No Diário de Noticias de 23 do mês findo, e relativamente às medidas tomadas por S. Ex.ª com relação ao sal, encontro na alínea b) o seguinte: nas restantes regiões produtoras 150$ a tonelada; e mais adiante na alínea a) ido parágrafo imediato, a venda por intermediários, os preços tabelados acrescidos de 15 por cento e das despesas de transporte.

Dirigindo daqui os meus cumprimentos de felicitação ao Sr. Ministro da Economia por esta medida, quero fundamentar estas felicitações mostrando a que abusos S. Ex.ª obstou com a medida tomada em relação ao sal.

A 150$ por tonelada, fica o quilograma a $15, ou seja 150 milavos, ou 150 réis na antiga terminologia. Adicionando a isto as despesas de transporte, que calculo em 60,6 por unidade, e o lucro de 15 por cento, fica o quilograma por 240 milavos ou réis. Multiplicando $24 por 15 quilogramas, encontramos a arroba na importância de 3$60.

Acho pois, e achou também o Sr. Ministro da Economia, como toda a gente, que podia ser vendido o sal a 3$60 a arroba. No entanto, Sr. Presidente, na fronteira a arroba do sal era vendida a 5$. Quere dizer, o intermediário ganhava além do que era justo mais l $40 por arroba, ou seja próximo de 18 tostões.

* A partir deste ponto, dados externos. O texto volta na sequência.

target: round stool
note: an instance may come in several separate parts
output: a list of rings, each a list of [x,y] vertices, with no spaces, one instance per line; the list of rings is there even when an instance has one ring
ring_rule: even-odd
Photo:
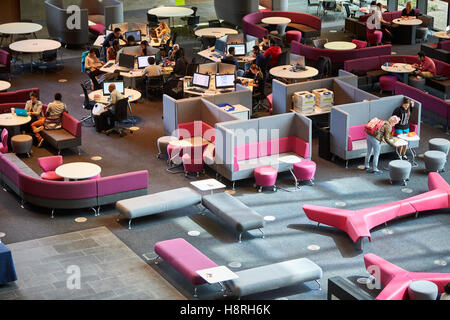
[[[380,77],[380,90],[381,91],[394,91],[397,77],[395,76],[381,76]]]
[[[303,160],[294,163],[294,175],[300,181],[309,180],[314,184],[314,175],[316,174],[316,163],[311,160]],[[297,187],[297,181],[296,181]]]
[[[444,170],[447,156],[442,151],[431,150],[424,153],[425,169],[429,172]]]
[[[409,180],[411,173],[411,163],[405,160],[393,160],[389,162],[389,177],[392,181],[403,181],[403,185],[406,186],[406,181]]]
[[[437,295],[438,286],[431,281],[413,281],[408,287],[409,300],[436,300]]]
[[[428,141],[428,148],[430,150],[442,151],[448,156],[448,149],[450,148],[450,141],[443,138],[433,138]]]
[[[167,156],[167,146],[169,145],[170,141],[175,141],[175,140],[178,140],[178,138],[173,137],[173,136],[164,136],[164,137],[158,138],[158,140],[156,141],[156,144],[158,145],[158,156],[157,156],[158,159],[162,155]]]
[[[256,168],[253,172],[255,175],[255,184],[259,187],[258,192],[263,187],[273,187],[273,191],[277,190],[275,183],[277,181],[278,171],[270,166]]]
[[[11,146],[14,153],[26,153],[30,157],[33,138],[27,134],[18,134],[11,138]]]
[[[425,79],[424,78],[418,78],[416,76],[411,76],[411,77],[409,77],[408,84],[411,87],[414,87],[419,90],[425,89]]]
[[[302,33],[297,30],[286,31],[286,42],[291,43],[291,41],[300,42],[302,40]]]

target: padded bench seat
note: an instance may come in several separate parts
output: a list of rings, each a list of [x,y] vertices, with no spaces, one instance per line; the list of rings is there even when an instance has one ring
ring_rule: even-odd
[[[224,283],[237,297],[322,278],[322,269],[307,258],[293,259],[236,272],[239,277]]]
[[[200,204],[202,196],[191,188],[178,188],[145,196],[121,200],[116,203],[119,216],[129,219],[128,229],[131,229],[131,220],[170,210],[181,209]]]
[[[239,242],[244,231],[253,229],[259,229],[264,238],[264,232],[261,230],[264,227],[264,218],[232,195],[228,193],[207,195],[203,197],[202,203],[211,213],[239,232]]]

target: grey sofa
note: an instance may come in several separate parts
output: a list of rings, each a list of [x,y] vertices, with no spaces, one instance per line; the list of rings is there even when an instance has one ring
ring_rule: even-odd
[[[65,45],[85,45],[89,41],[88,11],[80,10],[80,25],[69,28],[68,21],[72,21],[73,13],[64,8],[62,0],[46,0],[45,17],[50,38]],[[73,19],[73,18],[72,18]]]

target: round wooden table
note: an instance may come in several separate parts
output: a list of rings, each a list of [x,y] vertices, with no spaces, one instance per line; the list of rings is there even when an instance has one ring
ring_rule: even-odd
[[[329,50],[353,50],[356,44],[348,41],[331,41],[324,44],[324,48]]]
[[[65,180],[86,180],[98,176],[102,168],[89,162],[72,162],[59,166],[55,173]]]

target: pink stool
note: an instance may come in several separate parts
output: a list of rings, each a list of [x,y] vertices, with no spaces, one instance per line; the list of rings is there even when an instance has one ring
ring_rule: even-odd
[[[286,31],[286,42],[291,43],[293,40],[300,42],[302,40],[302,33],[297,30]]]
[[[395,83],[397,82],[397,77],[395,76],[381,76],[380,77],[380,89],[381,91],[391,91],[395,90]]]
[[[275,185],[277,181],[278,171],[270,166],[259,167],[254,171],[255,185],[259,187],[258,192],[262,191],[263,187],[273,187],[273,191],[277,190]]]
[[[314,175],[316,173],[316,163],[311,160],[303,160],[294,163],[294,175],[300,181],[309,180],[311,184],[314,184]],[[298,186],[298,181],[295,181],[295,186]]]

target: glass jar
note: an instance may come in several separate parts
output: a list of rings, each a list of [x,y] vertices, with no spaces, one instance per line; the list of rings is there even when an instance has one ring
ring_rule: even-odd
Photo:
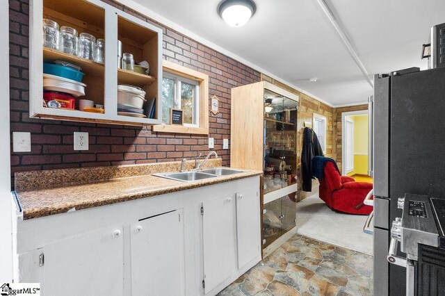
[[[77,56],[80,58],[93,60],[96,38],[88,33],[81,33],[79,37],[79,51]]]
[[[60,44],[59,49],[65,54],[77,55],[77,31],[70,26],[60,27]]]
[[[126,70],[134,70],[134,58],[131,54],[127,52],[122,54],[122,69]]]
[[[52,19],[43,19],[43,46],[52,49],[58,49],[58,24]]]
[[[105,40],[97,39],[95,49],[95,62],[103,64],[105,62]]]

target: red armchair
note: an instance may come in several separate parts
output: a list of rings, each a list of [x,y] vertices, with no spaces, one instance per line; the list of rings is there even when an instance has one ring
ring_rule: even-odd
[[[327,206],[339,212],[355,215],[369,215],[373,207],[362,204],[373,184],[356,182],[354,178],[341,176],[335,165],[325,165],[323,177],[320,181],[319,196]]]

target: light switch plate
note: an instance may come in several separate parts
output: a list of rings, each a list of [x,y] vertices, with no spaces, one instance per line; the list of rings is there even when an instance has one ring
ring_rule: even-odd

Obstou, pois o Sr. Ministro da Economia a um processo antipático. Junto as minhas felicitações às de toda a gente que se viu livre destas harpias.

Com relação à sardinha, que não aparecia no mercado há oito ou nove meses, S. Ex.ª também tomou as medidas necessárias e que constam do Diário de Notícias de 23 de Novembro último.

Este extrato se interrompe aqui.